Admiralty, I7th March 1919
The KING has been graciously pleased to approve of the posthumous award of the Victoria Gross to the undermentioned officers:—
Lieutentant-Commander George Nicholson Bradford, R.N. For most conspicuous gallantry at Zeebrugge on the night of the 22nd-23rd April, 1918 This officer was in command of the Naval Storming Parties embarked in " Iris II." When " Iris II." proceeded alongside the Mole great difficulty was experienced in placing the parapet anchors owing to the motion of the ship. An attempt was made to land by the scaling ladders before the ship was secured. Lieutenant Claude E K Hawkings (late "Erin ") managed to get one ladder in position and actually reached the parapet, the ladder being crashed to pieces just as he stepped off it. This very gallant young officer was last seen defending himself with his revolver. He was killed on the parapet. • Though securing the ship was not part of his duties Lieut.-Commander Bradford climbed up the derrick, which carried a large parapet anchor and was rigged out over the portside; during this climb the ship was surging up and down and the derrick crashing on the Mole; waiting his opportunity he jumped with the parapet anchor on to the Mole and placed it in position. Immediately after hooking on the parapet anchor Lieut.-Commander Bradford was riddled with bullets from machine guns and fell into the sea between the Mole and the ship. Attempts to recover his body failed. Lieut.-Commander Bradford's action was one of absolute self-sacrifice; without a moment's hesitation he went to certain death, recognising that in such action lay the only possible chance of securing "Iris I I " and enabling her storming parties to land.

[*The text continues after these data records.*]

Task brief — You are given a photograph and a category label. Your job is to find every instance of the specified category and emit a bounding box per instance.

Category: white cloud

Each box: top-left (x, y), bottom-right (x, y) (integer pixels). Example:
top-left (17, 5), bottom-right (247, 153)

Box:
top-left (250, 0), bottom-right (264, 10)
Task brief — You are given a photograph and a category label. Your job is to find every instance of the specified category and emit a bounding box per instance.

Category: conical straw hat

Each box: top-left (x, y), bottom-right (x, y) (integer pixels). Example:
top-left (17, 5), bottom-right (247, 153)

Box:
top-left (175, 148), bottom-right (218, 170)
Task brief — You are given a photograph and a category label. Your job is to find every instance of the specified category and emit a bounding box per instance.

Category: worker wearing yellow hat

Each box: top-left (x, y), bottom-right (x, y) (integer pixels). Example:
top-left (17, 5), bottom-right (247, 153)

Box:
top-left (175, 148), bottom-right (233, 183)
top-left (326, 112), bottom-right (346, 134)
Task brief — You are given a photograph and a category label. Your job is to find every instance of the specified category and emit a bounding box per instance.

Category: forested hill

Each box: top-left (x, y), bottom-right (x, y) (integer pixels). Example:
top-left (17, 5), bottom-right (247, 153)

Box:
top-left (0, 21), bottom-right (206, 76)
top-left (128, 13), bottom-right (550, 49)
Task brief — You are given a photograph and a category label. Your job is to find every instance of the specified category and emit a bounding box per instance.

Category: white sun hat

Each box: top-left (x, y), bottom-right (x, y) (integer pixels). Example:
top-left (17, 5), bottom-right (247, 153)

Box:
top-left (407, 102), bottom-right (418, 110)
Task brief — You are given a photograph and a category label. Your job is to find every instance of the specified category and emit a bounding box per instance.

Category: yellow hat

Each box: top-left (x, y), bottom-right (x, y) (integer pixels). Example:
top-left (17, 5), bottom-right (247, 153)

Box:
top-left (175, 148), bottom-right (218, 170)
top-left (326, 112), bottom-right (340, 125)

Lieutenant-Commander Arthur Leyland Harrison RN
For most conspicuous gallantry at Zeebrugge on the night of the 22nd-23rd April, 1918 This officer was in immediate command of the Naval Storming Parties embarked in " Vindictive."
Immediately before coming alongside the Mole Lieut.-Commander Harrison was struck on the head by a fragment of a shell which broke his jaw and knocked him senseless. Recovering consciousness he proceeded on to the Mole and took over command of his party, who were attacking the seaward end of the Mole. The silencing of the guns on the Mole head was of the first importance, and though in a position fully exposed to the enemy's machine-gun fire Lieut.-Commander Harrison gathered his men together and led them to the attack. He was killed at the head of his men, all of whom were either killed or wounded. Lieut.-Commander Harrison, though already severely wounded and undoubtedly in great pain, displayed indomitable resolution and courage of the highest order in pressing his attack, knowing as he did that any delay in silencing the guns might jeopardise the main object of the expedition, i.e., the blocking of the Zeebrugge-Bruges Canal.